4 Aralık 2016 tarihinde İtalya’da gerçekleştirilen anayasa referandumunda seçmenin anayasa değişikliğine “hayır” demesi ve sonrasında Başbakan Matteo Renzi’nin istifa etmesi karşısında erken seçim çağrısı yapmaya başlayan İtalyan muhalefetinin gösterdiği tepki bana bu sendromu hatırlattı.
İtalyan medya çevreleri de muhalefet partileri Forza Italia, Movimento 5 Stelle ve Lega Nord’u sayfalarına taşıyıp, bu partilerin erken seçimde göstereceği başarıyı ve bakış açılarına göre muhtemel başarılarının taşıdığı riskleri anlatıyorlar. Sürekli ABD’de Trump’ın seçim başarısını hatırlatıp, İtalya’nın popülist, aşırı sağcı, protest iktidarlara yürüdüğünün/sürüklendiğinin altını çiziyorlar.
Erken seçim çağrısı yapan muhalefet partileri ise iktidara ne kadar hazır olduklarını kanıtlama telaşı içindeler.

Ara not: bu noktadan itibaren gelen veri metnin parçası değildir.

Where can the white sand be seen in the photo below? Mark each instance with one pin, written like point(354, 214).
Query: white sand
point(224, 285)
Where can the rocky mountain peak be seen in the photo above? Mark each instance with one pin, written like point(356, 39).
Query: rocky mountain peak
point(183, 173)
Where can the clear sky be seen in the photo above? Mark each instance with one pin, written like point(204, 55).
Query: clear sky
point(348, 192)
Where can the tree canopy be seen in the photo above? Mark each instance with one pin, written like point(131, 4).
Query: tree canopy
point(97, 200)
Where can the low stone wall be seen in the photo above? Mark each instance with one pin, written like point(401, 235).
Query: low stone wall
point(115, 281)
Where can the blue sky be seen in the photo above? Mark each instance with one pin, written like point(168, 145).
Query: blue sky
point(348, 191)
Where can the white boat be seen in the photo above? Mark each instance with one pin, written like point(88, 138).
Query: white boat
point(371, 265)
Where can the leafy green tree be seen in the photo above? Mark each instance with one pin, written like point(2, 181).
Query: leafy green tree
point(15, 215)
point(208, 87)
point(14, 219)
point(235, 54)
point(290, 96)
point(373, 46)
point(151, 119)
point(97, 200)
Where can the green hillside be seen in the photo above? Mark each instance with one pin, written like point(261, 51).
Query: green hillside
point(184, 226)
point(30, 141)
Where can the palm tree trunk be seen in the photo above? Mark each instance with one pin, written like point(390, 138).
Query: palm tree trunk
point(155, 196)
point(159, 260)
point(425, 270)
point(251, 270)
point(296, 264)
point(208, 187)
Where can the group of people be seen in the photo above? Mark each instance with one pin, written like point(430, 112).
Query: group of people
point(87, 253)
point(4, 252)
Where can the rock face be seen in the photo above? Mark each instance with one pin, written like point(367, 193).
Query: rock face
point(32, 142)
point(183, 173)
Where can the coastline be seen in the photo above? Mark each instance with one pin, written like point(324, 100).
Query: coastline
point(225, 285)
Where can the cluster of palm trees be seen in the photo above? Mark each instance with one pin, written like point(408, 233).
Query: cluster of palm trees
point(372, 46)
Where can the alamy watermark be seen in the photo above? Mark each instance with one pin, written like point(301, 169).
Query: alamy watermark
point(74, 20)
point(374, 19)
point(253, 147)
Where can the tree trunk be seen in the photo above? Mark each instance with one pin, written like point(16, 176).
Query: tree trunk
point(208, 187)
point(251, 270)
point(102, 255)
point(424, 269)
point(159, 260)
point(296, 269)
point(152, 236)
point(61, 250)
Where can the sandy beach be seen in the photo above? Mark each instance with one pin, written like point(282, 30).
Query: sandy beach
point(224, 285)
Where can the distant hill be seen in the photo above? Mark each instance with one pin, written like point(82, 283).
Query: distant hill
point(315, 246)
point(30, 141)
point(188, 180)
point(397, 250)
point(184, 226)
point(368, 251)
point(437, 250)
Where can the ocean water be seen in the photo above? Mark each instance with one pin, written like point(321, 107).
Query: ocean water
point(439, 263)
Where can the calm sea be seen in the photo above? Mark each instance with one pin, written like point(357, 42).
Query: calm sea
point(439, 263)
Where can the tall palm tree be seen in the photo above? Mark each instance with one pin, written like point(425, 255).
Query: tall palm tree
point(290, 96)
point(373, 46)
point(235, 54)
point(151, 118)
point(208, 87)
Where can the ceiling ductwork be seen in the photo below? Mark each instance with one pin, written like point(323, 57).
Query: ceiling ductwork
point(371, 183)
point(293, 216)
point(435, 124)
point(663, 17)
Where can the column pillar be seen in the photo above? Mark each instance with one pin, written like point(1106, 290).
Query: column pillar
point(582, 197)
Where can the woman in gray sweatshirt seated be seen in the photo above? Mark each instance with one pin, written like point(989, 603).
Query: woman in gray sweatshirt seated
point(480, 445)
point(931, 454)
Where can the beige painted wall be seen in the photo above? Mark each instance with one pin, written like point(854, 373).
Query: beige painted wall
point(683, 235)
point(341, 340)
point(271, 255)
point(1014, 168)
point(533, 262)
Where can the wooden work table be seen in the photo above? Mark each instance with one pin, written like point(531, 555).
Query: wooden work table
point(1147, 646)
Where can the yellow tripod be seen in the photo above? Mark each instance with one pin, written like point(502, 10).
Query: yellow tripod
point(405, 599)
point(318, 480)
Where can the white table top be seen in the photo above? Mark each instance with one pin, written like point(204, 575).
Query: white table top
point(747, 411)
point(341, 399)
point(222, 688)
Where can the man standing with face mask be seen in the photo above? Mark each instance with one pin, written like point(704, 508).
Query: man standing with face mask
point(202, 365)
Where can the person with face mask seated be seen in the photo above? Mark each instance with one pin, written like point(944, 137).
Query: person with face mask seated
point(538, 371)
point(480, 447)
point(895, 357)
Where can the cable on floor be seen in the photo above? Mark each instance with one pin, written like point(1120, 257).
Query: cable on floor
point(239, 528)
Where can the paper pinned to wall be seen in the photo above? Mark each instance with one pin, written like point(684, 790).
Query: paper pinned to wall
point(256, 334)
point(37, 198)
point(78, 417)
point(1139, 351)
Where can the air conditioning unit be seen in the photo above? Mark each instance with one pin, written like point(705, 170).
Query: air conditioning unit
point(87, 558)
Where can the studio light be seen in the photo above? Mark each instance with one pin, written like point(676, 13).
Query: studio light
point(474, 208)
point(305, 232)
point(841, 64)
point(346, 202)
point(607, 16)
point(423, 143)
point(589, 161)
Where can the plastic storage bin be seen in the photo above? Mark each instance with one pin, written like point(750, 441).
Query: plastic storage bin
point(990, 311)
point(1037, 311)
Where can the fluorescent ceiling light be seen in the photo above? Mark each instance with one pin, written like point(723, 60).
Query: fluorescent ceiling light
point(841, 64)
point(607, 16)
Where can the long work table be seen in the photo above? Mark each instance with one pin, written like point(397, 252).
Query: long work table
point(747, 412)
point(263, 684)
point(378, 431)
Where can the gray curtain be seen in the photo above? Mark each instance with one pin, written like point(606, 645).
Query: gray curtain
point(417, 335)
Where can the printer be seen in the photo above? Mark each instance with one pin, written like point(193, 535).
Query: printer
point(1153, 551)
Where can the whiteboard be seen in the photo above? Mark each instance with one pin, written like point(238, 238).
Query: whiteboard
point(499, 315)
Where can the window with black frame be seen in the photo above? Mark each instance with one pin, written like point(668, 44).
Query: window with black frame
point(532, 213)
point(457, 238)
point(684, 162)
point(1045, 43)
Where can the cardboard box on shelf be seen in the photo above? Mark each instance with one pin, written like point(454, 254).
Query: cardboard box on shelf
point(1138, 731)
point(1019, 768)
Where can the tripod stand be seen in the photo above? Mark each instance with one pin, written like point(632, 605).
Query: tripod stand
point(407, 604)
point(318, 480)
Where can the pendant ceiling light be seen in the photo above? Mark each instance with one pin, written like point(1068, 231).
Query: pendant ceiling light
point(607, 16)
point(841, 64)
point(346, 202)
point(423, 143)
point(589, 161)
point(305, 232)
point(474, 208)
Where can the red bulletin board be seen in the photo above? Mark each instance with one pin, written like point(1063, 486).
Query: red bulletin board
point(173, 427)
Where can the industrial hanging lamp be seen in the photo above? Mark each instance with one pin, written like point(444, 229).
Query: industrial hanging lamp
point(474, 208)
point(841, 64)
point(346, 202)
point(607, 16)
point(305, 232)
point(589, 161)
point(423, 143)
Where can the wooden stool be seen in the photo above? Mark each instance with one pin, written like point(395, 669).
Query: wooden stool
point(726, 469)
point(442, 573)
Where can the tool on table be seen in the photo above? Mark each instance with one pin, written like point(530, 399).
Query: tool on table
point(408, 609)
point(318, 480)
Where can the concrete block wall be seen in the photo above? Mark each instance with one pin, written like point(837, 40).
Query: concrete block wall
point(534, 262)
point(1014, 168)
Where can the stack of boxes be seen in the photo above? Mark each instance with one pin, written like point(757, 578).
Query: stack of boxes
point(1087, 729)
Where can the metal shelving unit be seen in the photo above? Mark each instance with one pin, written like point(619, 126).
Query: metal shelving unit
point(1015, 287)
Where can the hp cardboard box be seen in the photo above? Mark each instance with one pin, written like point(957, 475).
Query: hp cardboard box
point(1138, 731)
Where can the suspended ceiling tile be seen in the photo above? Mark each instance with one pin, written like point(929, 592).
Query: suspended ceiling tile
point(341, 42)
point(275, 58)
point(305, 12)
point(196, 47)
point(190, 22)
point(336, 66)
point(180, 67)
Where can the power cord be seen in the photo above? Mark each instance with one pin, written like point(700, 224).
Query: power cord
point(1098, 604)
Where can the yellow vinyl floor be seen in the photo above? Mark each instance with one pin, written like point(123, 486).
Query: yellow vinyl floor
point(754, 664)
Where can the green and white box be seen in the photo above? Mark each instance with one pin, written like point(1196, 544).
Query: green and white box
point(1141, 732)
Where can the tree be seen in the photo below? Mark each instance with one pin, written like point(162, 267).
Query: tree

Adeta Renzi’nin istifası ve partisi Partito Democratico’nun “düşüşü” bir sanat eseriymiş gibi, o “sanat eserinin” karşısında dikilen muhalefet, erken seçim heyecanı ile de “kalp çarpıntısı” yaşıyor, bir eseri ilk kez görmeyi başarmış gibi “zafer sarhoşu”.
Diğer taraftan Avrupa Birliği de bu “sanat eserine” bakıp bakıp, bu eserde kendi sorunlarını, Brexit’i, değişen iktidarı ile Brexit’i örnek alacak İtalya kaynaklı “Quitalia”yı görüyor ve adeta Standhal gibi düşme korkusu ile yürüyor.
İtalyan yazar Luigi Scazzieri, anayasa değişikliğine “hayır” diyenlerin tamamının popülist, aşırı sağcı ya da protest olmadığına dikkat çekerek, Renzi hükümetinin devrilmesi ile İtalya’yı ve Avrupa Birliği’ni etkileyecek, dönüştürecek bir “siyasi depremin” olmadığını belirtiyor.
Ben de diyorum ki; İtalya siyasetinde Stendhal sendromuna tutulanlar var, ama ortada bir sanat eseri yok! Ama Stendhal Sendromu hala bir İtalyan fenomeni!